CANBERRA – The Albanese Government has identified $37.8 billion in savings from the National Disability Insurance Scheme over four years, while simultaneously describing the doubling of remote First Nations jobs from 3,000 to 6,000 across the same period as one of the Budget’s most ambitious targets.

The Budget papers released Tuesday confirmed approximately 160,000 participants will exit the NDIS following new standardised functional capacity assessments. The Remote Jobs and Economic Development Program received $299 million.

“Both reforms represent significant fiscal commitments,” a senior departmental spokesperson said. “But realistically, identifying 160,000 Australians to remove from a payment system is a much more straightforward administrative exercise than identifying 3,000 actual jobs in actual remote communities.”

The spokesperson said the NDIS reforms had been “ready to go for some time” whereas the remote employment target would require “extensive co-design”, “place-based modelling” and “ongoing yarn”.

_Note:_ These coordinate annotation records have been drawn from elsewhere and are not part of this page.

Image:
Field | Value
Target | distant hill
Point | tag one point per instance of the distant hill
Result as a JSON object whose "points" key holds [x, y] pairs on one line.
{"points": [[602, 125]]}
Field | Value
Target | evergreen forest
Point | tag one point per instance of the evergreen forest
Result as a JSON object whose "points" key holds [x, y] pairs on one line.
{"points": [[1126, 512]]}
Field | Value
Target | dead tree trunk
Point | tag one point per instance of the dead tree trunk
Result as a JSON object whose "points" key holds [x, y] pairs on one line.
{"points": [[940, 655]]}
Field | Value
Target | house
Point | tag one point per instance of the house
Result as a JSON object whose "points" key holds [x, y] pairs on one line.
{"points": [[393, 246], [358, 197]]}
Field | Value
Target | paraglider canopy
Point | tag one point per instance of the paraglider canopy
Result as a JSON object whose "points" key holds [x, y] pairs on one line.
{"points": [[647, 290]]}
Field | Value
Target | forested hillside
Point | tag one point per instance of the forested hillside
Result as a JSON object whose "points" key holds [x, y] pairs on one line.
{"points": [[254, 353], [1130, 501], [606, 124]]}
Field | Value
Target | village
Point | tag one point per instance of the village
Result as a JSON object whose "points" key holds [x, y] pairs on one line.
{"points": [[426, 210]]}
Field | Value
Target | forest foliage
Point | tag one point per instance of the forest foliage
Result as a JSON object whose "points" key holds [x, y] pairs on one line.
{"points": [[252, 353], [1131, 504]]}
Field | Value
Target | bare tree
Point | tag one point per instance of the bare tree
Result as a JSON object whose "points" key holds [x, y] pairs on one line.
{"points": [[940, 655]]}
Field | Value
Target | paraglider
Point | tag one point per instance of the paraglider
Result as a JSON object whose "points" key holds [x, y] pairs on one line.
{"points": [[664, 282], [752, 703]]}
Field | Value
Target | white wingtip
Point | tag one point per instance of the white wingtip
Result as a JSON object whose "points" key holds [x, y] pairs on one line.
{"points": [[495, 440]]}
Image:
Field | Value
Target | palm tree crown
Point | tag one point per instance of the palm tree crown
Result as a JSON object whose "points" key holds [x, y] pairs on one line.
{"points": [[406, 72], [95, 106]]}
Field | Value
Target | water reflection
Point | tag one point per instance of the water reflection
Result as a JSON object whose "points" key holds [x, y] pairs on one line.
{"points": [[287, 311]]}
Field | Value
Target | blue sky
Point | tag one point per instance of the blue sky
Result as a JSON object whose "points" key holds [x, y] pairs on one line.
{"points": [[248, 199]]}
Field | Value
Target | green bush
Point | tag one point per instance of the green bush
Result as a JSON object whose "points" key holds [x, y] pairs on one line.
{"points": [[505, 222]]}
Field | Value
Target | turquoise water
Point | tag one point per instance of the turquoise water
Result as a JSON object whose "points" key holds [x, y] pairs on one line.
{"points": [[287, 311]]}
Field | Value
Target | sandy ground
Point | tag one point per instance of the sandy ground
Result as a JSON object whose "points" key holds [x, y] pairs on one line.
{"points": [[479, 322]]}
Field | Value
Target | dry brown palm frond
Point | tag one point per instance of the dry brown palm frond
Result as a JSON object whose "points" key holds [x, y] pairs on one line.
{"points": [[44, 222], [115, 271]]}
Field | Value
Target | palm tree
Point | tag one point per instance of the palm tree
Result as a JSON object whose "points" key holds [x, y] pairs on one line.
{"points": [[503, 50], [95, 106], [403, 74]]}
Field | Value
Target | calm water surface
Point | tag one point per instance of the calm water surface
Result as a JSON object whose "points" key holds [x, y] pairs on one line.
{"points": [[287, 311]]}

Asked whether the assessment tools used to remove participants from the NDIS could also be used to assess where remote jobs might be created, a Treasury official paused for a long time before saying that was “not how the tool was scoped”.

The Disability Advocacy Network described the changes as “drastic”. The Secretariat of National Aboriginal and Islander Child Care described the same Budget as “the budget of missed opportunity”.

A senior Indigenous Affairs official confirmed the Government remains committed to its Closing the Gap targets, which it expects to begin showing measurable progress on “any year now”.